The story of early Vanillaware is in many ways the story of the company’s president and founder, George Kamitani. Kamitani got his start at Atlus with a game called Princess Crown— initially pitched as something similar to Gainax’s Princess Maker 2, Crown shifted to more of an action RPG over the course of development. While Vanillaware only has a couple of the same people from this earlier title, Princess Crown is important for how many conventions it pioneered and established in the broader Vanillaware canon. Obvious things like the staple, 2D-sidescrolling action nature of the game would be revisited in almost every game moving forward, as well as the bright colors and unique fantasy designs— but even more unique or specific things such as characters, enemies, and concepts would return in later games as well. For example, multi-character story with interweaving plotlines would return in Odin Sphere, Oboro Muramasa, as well as the more popular 13 Sentinels; and specifically certain characters such as Hindel the dragon & various enemies would return from Princess Crown in Odin Sphere.

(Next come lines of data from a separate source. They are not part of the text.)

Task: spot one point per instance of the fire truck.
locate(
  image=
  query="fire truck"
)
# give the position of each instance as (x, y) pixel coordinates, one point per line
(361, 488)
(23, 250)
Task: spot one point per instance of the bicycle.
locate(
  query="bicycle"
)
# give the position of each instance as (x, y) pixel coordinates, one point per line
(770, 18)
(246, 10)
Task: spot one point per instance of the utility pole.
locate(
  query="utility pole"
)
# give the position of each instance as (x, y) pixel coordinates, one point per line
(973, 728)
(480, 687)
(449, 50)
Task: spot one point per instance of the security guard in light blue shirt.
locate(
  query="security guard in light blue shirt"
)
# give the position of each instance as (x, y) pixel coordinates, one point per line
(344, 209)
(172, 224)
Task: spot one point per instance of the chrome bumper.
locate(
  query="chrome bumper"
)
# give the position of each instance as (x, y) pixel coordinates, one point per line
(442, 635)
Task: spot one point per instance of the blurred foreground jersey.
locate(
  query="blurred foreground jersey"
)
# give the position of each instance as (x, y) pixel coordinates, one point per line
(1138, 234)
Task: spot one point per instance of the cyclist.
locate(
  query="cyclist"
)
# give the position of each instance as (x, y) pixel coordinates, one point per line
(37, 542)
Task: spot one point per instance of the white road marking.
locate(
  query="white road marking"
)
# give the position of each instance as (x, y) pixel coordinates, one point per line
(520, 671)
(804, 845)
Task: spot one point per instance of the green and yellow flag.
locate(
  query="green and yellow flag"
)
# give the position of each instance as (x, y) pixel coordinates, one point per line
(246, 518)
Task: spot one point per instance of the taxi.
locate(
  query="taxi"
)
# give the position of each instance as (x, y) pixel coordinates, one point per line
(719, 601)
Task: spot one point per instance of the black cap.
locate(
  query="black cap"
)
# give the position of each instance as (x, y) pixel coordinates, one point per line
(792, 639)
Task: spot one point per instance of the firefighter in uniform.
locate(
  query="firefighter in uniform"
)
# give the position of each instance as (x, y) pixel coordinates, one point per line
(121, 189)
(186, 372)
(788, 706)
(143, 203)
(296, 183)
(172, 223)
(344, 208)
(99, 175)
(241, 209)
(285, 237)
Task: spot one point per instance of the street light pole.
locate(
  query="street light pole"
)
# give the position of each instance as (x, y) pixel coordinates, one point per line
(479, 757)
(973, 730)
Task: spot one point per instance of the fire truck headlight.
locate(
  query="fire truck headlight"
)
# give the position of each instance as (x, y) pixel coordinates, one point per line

While Princess Crown didn’t do well commercially, it became a critical and cult hit, leading to Kamitani’s next project with Enix (before its merger with Square): Fantasy Earth Zero, at that time subtitled Ring of Dominion. More things were solidified in this development, such as developing a working relationship with Hitoshi Sakimoto, the head composer on nearly every Vanillaware game, some key members like Shigatake and Kentaro Ohnishi joining at this time, and the forming of the company itself: a 10-person collective initially called Puraguru. Kamitani also was responsible for the game’s more traditional fantasy direction, as well as the story of the game evolving through competitive online play between factions— another idea revisited again in the later title Grand Knight’s History. Unfortunately, Kamitani and Enix split on bad terms when the Square-Enix merger placed Fantasy Earth Zero under Multiterm’s control.
While Kamitani considers this the most stressful development he’s ever had in the industry, it luckily wouldn’t deter him from continuing to make games. In 2004 the company moved to the Kansai area and renamed from Puraguru to Vanillaware, hoping to make games with as enduring a taste as the ever popular vanilla ice cream.